Minimalistic is Fantastic
Par une journée nuageuse, le 17 mai 2008, à Grandview, au salon de la grande maison de Gabriel Gordon.
Le jeune homme regardait d’un air amusé les esprits errants dans son salon. Là, deux jouaient au billard ; autour d’une table, cinq jouaient aux cartes ; dans un autre coin, un vieux couple regardait un téléviseur. Tout à coup, sans aucun avertissement, voilà qu'il remarqua qu'un esprit familier se manifesta devant lui : Son père, le procureur adjoint Thomas Gordon. Il le reconnut entre mille. Toujours le même : un quarantenaire, aux traits sévères, ce qui était accentué par ses yeux bleus. Il était vêtu d'une chemise bleue et d'un pantalon bleu marine. Le revenant déposa une feuille de papier pliée en deux sur la table basse devant son fils puis disparut aussitôt. Intrigué, Gabriel prit la lettre.
14 mai 2008
19, rue Sire,
Grandview,
D4N 9V2
2222, rue Front,
Grandview,
Z9X 8W0
À mon cher Gabriel, mon fiston,
Si tu lis cette lettre, c’est que je ne suis plus de ce monde.

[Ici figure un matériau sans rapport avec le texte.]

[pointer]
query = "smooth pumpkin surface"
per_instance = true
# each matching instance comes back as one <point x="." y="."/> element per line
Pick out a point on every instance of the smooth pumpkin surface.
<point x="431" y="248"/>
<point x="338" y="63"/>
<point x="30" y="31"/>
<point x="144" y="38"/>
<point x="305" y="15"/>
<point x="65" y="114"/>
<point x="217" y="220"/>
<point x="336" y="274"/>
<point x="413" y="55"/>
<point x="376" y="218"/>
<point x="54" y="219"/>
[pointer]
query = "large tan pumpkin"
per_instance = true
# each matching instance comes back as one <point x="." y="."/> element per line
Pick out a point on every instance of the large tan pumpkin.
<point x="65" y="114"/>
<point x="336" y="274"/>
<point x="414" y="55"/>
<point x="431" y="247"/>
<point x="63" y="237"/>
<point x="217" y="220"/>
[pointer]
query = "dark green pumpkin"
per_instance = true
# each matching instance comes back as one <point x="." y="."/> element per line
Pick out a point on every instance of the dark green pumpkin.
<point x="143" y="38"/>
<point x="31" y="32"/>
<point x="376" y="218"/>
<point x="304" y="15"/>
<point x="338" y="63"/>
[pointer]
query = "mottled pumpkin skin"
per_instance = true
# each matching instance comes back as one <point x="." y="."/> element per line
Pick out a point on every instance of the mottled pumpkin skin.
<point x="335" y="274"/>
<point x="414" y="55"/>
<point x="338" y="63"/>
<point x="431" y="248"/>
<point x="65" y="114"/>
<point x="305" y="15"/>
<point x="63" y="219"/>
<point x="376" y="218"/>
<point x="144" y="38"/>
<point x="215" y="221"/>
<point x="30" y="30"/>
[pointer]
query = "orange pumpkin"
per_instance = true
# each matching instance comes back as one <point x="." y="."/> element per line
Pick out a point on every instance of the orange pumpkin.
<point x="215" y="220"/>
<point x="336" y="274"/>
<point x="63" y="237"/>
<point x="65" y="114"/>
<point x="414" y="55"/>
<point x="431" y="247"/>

C'est d'une main tremblante que je te l'écris. Je dois me confesser avant de mourir. J'ai l'impression que j'en ai pas encore pour longtemps...

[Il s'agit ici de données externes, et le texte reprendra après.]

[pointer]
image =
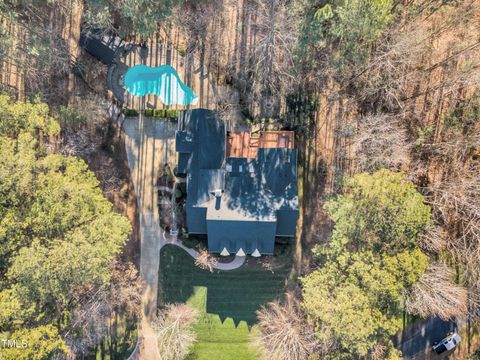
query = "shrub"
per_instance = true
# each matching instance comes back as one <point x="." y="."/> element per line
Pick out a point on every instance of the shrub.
<point x="130" y="112"/>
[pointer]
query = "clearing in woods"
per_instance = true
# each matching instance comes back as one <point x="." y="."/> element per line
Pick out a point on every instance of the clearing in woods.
<point x="227" y="301"/>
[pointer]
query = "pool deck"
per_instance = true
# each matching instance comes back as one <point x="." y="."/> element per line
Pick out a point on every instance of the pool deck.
<point x="159" y="52"/>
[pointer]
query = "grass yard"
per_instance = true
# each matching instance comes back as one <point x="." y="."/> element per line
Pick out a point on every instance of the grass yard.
<point x="227" y="301"/>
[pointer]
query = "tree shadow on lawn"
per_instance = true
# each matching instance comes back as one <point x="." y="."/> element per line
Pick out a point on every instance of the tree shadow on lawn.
<point x="235" y="294"/>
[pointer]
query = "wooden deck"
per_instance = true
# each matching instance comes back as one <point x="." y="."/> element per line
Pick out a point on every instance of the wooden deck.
<point x="244" y="145"/>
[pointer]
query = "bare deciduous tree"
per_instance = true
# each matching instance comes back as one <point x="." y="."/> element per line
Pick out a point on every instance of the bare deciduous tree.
<point x="433" y="240"/>
<point x="380" y="142"/>
<point x="285" y="333"/>
<point x="436" y="294"/>
<point x="276" y="29"/>
<point x="175" y="335"/>
<point x="98" y="306"/>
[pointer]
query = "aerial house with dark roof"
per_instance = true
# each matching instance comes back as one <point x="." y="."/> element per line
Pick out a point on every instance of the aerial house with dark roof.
<point x="241" y="187"/>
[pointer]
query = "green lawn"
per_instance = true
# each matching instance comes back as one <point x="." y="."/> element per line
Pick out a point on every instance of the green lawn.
<point x="227" y="301"/>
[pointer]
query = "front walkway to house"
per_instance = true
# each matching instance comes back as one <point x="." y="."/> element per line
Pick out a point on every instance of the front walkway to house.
<point x="150" y="143"/>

Premièrement, au sujet de Melinda. Tu penses bien qu'elle est ma fille (et donc ta demi-sœur) ?
Pourtant, je te confirme que Melinda N'est PAS ma fille. Son père est l'ancien fiancé de ma femme, Paul Eastman. Je m'excuse seulement de vous avoir menti, à Melinda et à toi. Est-ce que tu me pardonnes ? Et veux-tu transmettre ce message à Melinda ? Je réalise à quel point j'ai mal agi envers Paul. J'en suis vraiment désolé. S'il m'était possible de revenir dans le temps, j'aurai sérieusement tout fait pour le sortir de prison... Je ne me serai jamais rapproché d'Elizabeth... J'aurai dû mieux agir... Mais il est trop tard... Le mal est fait et j'aurai sans doute une mauvaise réputation après ma mort. J'espère seulement que je ne serais pas longtemps un esprit errant... Mais bon, au moins je me libère de ce poids qui me pèse sur l'âme par écrit.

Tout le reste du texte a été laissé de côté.